The course laps twice around Pensilva before heading off into the wilds. Those first 2 laps tease you with the ups and downs you can expect for the next few hours. There were loads of supporters out cheering as we went through the village giving a real boost and making it too easy to push harder than you should, knowing there are still 20+ hard miles to come.
We climbed on the deceptively long uphill out of Pensilva and then the next few miles roll through little villages (like the brilliantly named Crows Nest where I swear one day I will stop in that pub for a drink, not just run past it dreaming of a cold pint).
The route swings through Golitha Falls where you could hear the cheers for a mile as we approached. That moment is a real boost and one you need to hang onto as the shine wears off and you need to think about finding your rhythm.
From Golitha there are some impressive hills and big ups (a chance for a cheeky walk and this year's marathon fuel: babybelle).
The Cornish Marathon is a beautiful course, if you can take a glance away from the hills. Thr autumn colours were out and you catch occasional views down to the south coastline. But it was time to dig in a bit as we headed out onto Bodmin Moor to be greeted by dark skies and sweeping showers. The reservoir itself was still very low so maybe a bit of rain wasn't too much to take. And thank you Debbie for your shout of 'Suck it up princess!' as you drove by!
Another high point (quite literally) of this course is Jamaica Inn at mile 15 where many supporters gather lending you another boost before the difficult miles. My pitstop this year saw my wonderful wife have some Earl Grey tea ready to quickly drink (I tell everyone who'll listen that tea is my go-to race fuel) and replenish the Tailwind then off onto the next stage.
Draynes Valley. For those in the know it can prove the hardest part of this course. On paper it's roughly 5 miles of gentle downhill following the River Fowey. Easy miles right? Not so. After the cheers at the Inn this can feel very lonely and a section where your mind tells you to stop or what harm can a bit of walking do before you're wondering if it will ever end. This is the first year I actually think I beat the Draynes Valley demons by looking ahead and just choosing people ahead of me who I would try and overtake before we left the Valley. Not a strategy for everyone but it worked and I must have passed 10 people, some who were walking.

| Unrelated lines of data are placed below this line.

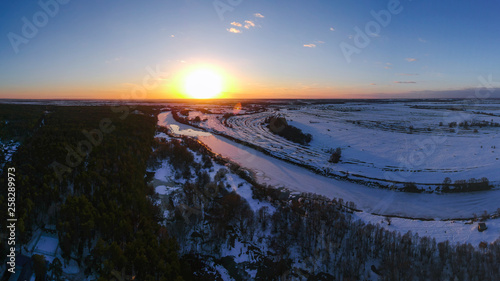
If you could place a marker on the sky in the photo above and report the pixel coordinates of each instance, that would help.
(74, 49)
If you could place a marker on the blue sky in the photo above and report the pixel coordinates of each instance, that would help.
(288, 49)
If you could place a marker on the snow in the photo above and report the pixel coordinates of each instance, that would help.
(453, 231)
(373, 201)
(381, 146)
(275, 172)
(165, 173)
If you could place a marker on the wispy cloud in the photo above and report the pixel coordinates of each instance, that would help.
(407, 74)
(249, 23)
(233, 30)
(113, 60)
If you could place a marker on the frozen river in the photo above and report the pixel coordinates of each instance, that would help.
(276, 172)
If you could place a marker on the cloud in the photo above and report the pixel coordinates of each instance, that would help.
(249, 23)
(113, 60)
(233, 30)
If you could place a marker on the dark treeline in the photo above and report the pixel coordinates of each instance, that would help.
(308, 237)
(470, 185)
(102, 208)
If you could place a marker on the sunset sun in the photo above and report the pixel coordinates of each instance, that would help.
(203, 84)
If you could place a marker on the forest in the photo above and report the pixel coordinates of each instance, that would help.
(104, 216)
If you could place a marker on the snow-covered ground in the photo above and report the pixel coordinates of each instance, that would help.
(275, 172)
(395, 141)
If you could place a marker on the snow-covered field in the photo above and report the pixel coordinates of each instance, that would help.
(409, 142)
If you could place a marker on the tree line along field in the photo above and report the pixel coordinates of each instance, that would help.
(101, 206)
(107, 220)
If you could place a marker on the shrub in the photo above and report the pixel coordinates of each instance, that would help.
(335, 157)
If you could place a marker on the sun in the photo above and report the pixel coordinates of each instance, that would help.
(203, 84)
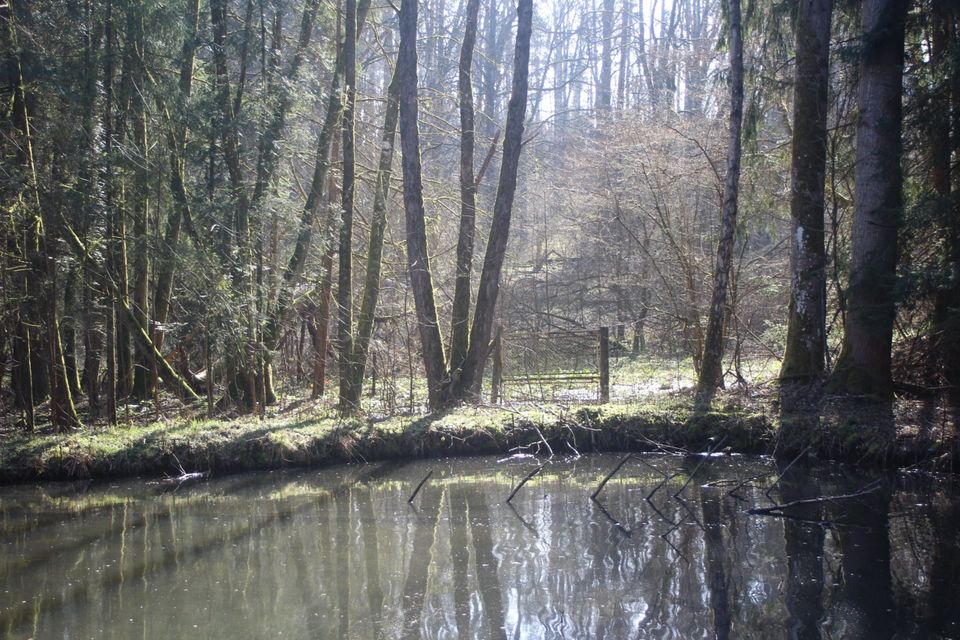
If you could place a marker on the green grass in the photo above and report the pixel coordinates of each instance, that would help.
(315, 436)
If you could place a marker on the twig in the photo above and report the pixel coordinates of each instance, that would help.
(706, 456)
(604, 482)
(778, 508)
(417, 490)
(615, 522)
(782, 473)
(523, 482)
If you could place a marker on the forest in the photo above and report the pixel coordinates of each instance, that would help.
(214, 207)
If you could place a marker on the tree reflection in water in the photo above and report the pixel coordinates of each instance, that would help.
(339, 553)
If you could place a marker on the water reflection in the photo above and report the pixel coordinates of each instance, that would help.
(339, 553)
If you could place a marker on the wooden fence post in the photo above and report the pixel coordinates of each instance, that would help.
(496, 386)
(603, 363)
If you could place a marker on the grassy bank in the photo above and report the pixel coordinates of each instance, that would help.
(305, 434)
(312, 438)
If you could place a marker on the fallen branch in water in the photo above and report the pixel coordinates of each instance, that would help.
(777, 509)
(526, 479)
(616, 523)
(184, 474)
(419, 486)
(604, 482)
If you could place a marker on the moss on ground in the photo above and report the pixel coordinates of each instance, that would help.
(164, 448)
(312, 435)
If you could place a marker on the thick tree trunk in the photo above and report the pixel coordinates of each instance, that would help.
(946, 111)
(378, 227)
(711, 363)
(418, 259)
(604, 91)
(460, 323)
(345, 252)
(315, 196)
(176, 144)
(863, 367)
(803, 361)
(143, 378)
(489, 288)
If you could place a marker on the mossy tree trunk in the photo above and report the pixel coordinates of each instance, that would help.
(863, 367)
(711, 364)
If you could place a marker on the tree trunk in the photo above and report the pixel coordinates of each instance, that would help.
(469, 383)
(176, 144)
(711, 363)
(315, 196)
(345, 266)
(418, 259)
(460, 323)
(606, 57)
(803, 360)
(378, 226)
(945, 346)
(863, 367)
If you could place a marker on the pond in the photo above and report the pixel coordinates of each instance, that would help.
(668, 550)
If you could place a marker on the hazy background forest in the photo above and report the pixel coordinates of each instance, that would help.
(174, 214)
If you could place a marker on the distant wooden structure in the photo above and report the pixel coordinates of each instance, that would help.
(542, 359)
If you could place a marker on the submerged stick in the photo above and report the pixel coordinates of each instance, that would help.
(604, 482)
(526, 479)
(419, 486)
(777, 508)
(614, 521)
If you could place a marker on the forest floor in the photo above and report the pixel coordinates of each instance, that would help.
(305, 433)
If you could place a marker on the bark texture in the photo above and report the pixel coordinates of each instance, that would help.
(863, 367)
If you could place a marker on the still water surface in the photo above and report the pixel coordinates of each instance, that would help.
(339, 553)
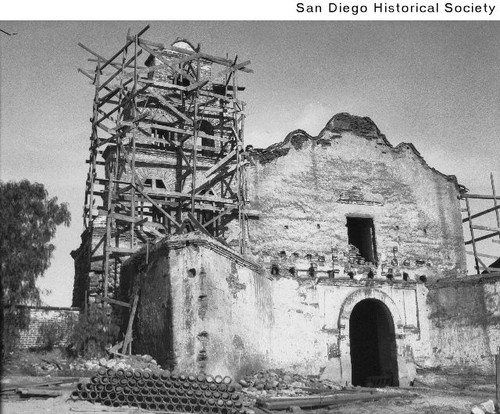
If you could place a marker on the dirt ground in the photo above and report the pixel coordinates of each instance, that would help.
(413, 400)
(434, 392)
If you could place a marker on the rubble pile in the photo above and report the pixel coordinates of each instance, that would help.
(161, 390)
(140, 362)
(275, 383)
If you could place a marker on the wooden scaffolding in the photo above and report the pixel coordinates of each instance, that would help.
(479, 232)
(166, 150)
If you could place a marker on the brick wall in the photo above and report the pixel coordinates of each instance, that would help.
(62, 318)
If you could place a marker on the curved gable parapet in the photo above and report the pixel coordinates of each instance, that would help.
(404, 147)
(338, 127)
(361, 126)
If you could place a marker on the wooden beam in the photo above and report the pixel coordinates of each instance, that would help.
(221, 163)
(99, 57)
(198, 225)
(486, 228)
(113, 301)
(127, 341)
(482, 213)
(122, 250)
(129, 42)
(119, 70)
(481, 196)
(482, 238)
(166, 62)
(486, 256)
(123, 217)
(174, 222)
(233, 68)
(214, 59)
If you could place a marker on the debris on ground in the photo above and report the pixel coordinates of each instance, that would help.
(488, 407)
(161, 390)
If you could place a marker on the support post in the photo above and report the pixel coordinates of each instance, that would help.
(497, 366)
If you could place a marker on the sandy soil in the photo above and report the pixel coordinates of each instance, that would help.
(423, 401)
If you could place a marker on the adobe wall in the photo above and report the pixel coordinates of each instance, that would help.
(304, 188)
(465, 312)
(63, 318)
(203, 307)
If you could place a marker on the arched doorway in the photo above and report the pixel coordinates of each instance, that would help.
(373, 345)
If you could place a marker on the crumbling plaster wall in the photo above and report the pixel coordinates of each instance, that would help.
(225, 317)
(304, 188)
(465, 312)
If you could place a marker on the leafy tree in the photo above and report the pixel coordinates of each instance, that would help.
(28, 222)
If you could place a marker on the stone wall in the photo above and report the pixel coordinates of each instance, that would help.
(465, 312)
(205, 308)
(305, 188)
(61, 318)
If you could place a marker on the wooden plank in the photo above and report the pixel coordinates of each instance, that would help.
(99, 57)
(172, 108)
(280, 403)
(495, 203)
(197, 225)
(497, 374)
(174, 222)
(113, 301)
(127, 342)
(123, 217)
(129, 42)
(486, 256)
(233, 68)
(39, 392)
(122, 250)
(196, 85)
(481, 196)
(477, 239)
(214, 59)
(209, 181)
(166, 62)
(221, 163)
(486, 228)
(482, 213)
(473, 240)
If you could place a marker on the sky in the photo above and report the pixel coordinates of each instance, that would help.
(434, 84)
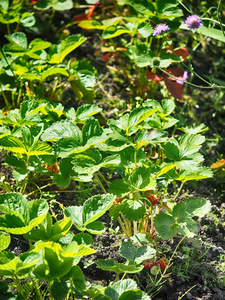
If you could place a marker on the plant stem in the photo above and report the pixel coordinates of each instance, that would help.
(41, 188)
(123, 227)
(178, 192)
(103, 177)
(100, 183)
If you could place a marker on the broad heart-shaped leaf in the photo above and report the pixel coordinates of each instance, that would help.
(76, 215)
(142, 180)
(59, 289)
(114, 291)
(137, 116)
(62, 129)
(19, 266)
(133, 210)
(20, 216)
(53, 71)
(95, 207)
(5, 240)
(18, 40)
(91, 129)
(69, 44)
(120, 188)
(180, 221)
(145, 29)
(190, 144)
(138, 254)
(154, 137)
(13, 144)
(54, 264)
(37, 45)
(49, 232)
(171, 149)
(39, 148)
(86, 111)
(57, 53)
(117, 142)
(165, 225)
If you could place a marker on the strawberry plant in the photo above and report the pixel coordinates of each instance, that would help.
(163, 263)
(130, 156)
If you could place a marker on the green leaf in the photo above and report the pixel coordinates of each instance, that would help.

You pass the Golitha Falls turning and you are now back onto the last 5 miles that you ran out, ticking off the sites but also asking 'was it really that much hill?' I managed to pass a salt tablet to Stu who had been hit by cramp (you were really smashing it Stu) and fortunately Dawn, Andy and Sophie were able to get him sorted.
I had to give in and walk a couple of hills unfortunately but promised myself I would run/walk them as I wanted to put in a decent time after a couple of meltdowns in the past.
The final uphill leaves you at the top before just under a mile of downhill which your quads don't thank you for. The mind needed to stay focused and although you wonder when you will see the end you know it's coming, just keep moving legs!
A turn left into the Millennium Centre and rising into the car park you cross the timing mat to be awarded your medal and customary water and banana. Personally my hips were agony and it took two cups of tea and the pasty you get before I could consider moving again.
But then if we are going to run 26.2 miles it seems natural that our bodies will protest! I managed 3h42m this year which beat my best here by 10 minutes which made it all slightly more worth it!
There were lots of great performances by STARC members as always and it's when you all sit down at the end in a satisfied collective that I enjoy the most about races. The endorphins flowing along with the tea (or beer for some!)
So, why do the Cornish? For the challenge. And the hoody.
And I'll probably be back next year to do it all again!
If you've made it this far then maybe you could write a report of your next race and maybe inspire others to take on a new challenge.